# 3 - Train Language Model Using FastAI.ipynb

## Pre-Requisite: Make Sure you have the right files prepared from Step 1

You should have these files in the root of the ./data/processed_data/ directory:

    1.{train/valid/test.function} - these are python function definitions tokenized (by space), 1 line per function.
    2.{train/valid/test.docstring} - these are docstrings that correspond to each of the python function definitions, and have a 1:1 correspondence with the lines in *.function files.
    3.{train/valid/test.lineage} - every line in this file contains a link back to the original location (github repo link) where the code was retrieved. There is a 1:1 correspondence with the lines in this file and the other two files. This is useful for debugging.
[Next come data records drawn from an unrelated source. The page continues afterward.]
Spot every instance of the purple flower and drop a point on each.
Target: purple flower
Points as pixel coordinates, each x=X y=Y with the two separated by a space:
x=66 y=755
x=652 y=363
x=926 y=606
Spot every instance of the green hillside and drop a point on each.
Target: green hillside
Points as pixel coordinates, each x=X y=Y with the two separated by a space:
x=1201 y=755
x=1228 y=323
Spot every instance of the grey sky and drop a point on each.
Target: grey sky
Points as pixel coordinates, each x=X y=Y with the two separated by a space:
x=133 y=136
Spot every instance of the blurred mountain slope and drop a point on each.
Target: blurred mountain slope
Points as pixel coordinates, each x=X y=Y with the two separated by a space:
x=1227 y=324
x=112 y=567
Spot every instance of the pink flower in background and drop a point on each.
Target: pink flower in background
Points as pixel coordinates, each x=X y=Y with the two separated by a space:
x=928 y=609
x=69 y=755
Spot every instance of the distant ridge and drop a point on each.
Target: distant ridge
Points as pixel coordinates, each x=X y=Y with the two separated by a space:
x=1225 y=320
### Set the value of use_cache appropriately.

If use_cache = True, data will be downloaded where possible instead of re-computing. However, it is highly recommended that you set use_cache = False for this tutorial as it will be less confusing, and you will learn more by runing these steps yourself. This notebook was run on AWS on a p3.8xlarge in approximately 8 hours.

In [1]:


# # Optional: you can set what GPU you want to use in a notebook like this.  
# # Useful if you want to run concurrent experiments at the same time on different GPUs.
import os
os.environ["CUDA_DEVICE_ORDER"]="PCI_BUS_ID"
os.environ["CUDA_VISIBLE_DEVICES"]="2"



In [1]:
use_cache = False

In [3]:
import sys
sys.path.append("../")

In [None]:
## Download pre-processed data if you want to run from tutorial from this step.##
from general_utils import get_step2_prerequisite_files

if use_cache:
    get_step2_prerequisite_files(output_directory = './data/processed_data')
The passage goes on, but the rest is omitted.